Nöralterapi, bozulmuş beden fonksiyonlarının, lokal anestezik maddelerin belli oranlarda sulandırılarak enjekte edilmesi şeklinde uygulanır. Uygulamaların esas amacı otonom sinir sisteminde uyarı sağlamaktır. Nöralterapi tedavi şeklinde uygulabildiği gibi bazı durumlarda tanı amaçlı olarak da kullanılabilmektedir.
Nöralterapi daha önceleri de az çok bilinse de ilk defa 1926 yılında Ferdinand Huneke’nin dikkati sayesinde fark edilmiştir. Damar içine yapması gereken novacaini yanlışlıkla damar dışına yapmış ve hastanın migren ağrılarının geçtiğini gözlemlemiştir.
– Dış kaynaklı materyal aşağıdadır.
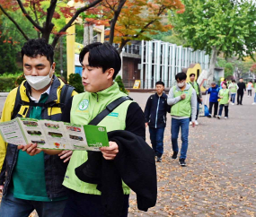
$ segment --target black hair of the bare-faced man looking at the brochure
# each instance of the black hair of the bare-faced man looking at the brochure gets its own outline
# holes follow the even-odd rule
[[[84,61],[84,56],[89,52],[88,62],[91,67],[102,68],[103,73],[106,70],[113,68],[115,70],[113,79],[119,73],[121,68],[121,58],[119,52],[110,43],[94,42],[90,45],[86,45],[79,55],[79,61],[81,65]]]

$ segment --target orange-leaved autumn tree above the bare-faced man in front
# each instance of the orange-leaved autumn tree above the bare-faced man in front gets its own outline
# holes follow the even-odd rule
[[[150,39],[158,31],[171,30],[172,25],[164,25],[162,20],[168,10],[183,10],[180,0],[103,0],[88,12],[98,17],[87,19],[94,23],[109,22],[106,35],[110,43],[119,43],[119,52],[130,40]]]

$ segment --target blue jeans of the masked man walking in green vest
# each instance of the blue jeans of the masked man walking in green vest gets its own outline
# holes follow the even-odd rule
[[[187,158],[187,151],[189,146],[189,128],[190,128],[190,118],[185,119],[175,119],[172,117],[172,151],[179,152],[178,146],[178,135],[181,127],[181,158]]]

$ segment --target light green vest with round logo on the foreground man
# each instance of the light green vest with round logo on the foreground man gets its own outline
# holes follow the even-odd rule
[[[97,93],[84,92],[75,95],[70,111],[70,122],[73,124],[87,125],[94,117],[102,112],[103,109],[112,102],[122,96],[127,96],[125,93],[119,91],[118,83],[114,82],[110,88],[99,91]],[[132,100],[126,100],[114,109],[110,115],[105,117],[98,126],[106,126],[107,131],[124,130],[126,128],[126,117],[128,106]],[[101,195],[101,192],[96,189],[97,185],[81,181],[75,175],[75,168],[87,161],[86,151],[74,151],[66,169],[66,176],[63,185],[76,192]],[[124,194],[128,195],[130,189],[123,183]]]

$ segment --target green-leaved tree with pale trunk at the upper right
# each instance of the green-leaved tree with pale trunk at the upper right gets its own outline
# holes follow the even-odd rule
[[[185,13],[172,13],[174,30],[187,46],[211,54],[208,82],[213,80],[216,57],[252,56],[256,50],[256,13],[252,1],[184,0]]]

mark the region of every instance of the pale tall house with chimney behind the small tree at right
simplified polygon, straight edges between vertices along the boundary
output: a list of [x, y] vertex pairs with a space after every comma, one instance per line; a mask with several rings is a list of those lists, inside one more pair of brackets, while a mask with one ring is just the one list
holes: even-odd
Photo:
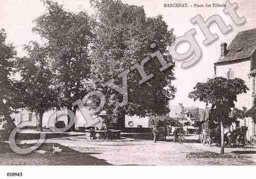
[[[256, 98], [256, 28], [239, 32], [227, 47], [227, 43], [221, 44], [221, 55], [214, 64], [215, 76], [228, 79], [241, 78], [245, 81], [250, 91], [238, 96], [236, 108], [243, 106], [252, 108]], [[243, 125], [243, 123], [241, 123]], [[248, 118], [247, 138], [251, 140], [256, 135], [256, 123], [254, 119]]]

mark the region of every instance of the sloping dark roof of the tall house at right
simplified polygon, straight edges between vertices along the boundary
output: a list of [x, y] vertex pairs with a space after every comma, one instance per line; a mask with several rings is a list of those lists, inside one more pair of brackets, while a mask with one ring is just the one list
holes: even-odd
[[256, 50], [256, 28], [239, 32], [228, 46], [228, 52], [216, 63], [251, 57]]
Nöralterapi uygulamasında enjeksiyonun yeri, yönü, derinliği, kullanılacak lokal anestezik ilaç ve miktarı son derece önemlidir. Yapılan yüzeyel enjeksiyonlar bozucu alanları iyileştirmek için kullanılır. Derin enjeksiyonlarda ise anatominin son derece iyi bilinmesi gereklidir. Bozucu alanları tedavi ederken son derece dikkatli olunması gerekir. Çünkü normalde birden çok daha fazla sayıda bozucu alana sahip olan bedenimizde istemeden diğer sistemlere de zarar vermek mümkündür. Oldukça etkili olan bu yöntemi ben iki ucu keskin kılıca benzetirim, o yüzden son derece dikkatli kullanılmasını, aşırı ve tehlikeli enjeksiyonlardan kaçınılmasını öneririm.
En sık migren, mesane-prostat hastalıkları, ereksiyon problemleri ve vaginismus, trigeminal nevralji, depresyonlar, eklem problemleri, yumuşak doku problemleri, allerji, kalp, akciğer, bağırsak hastalıkları başta olmak üzere organ problemlerinde uygulanabilmektedir.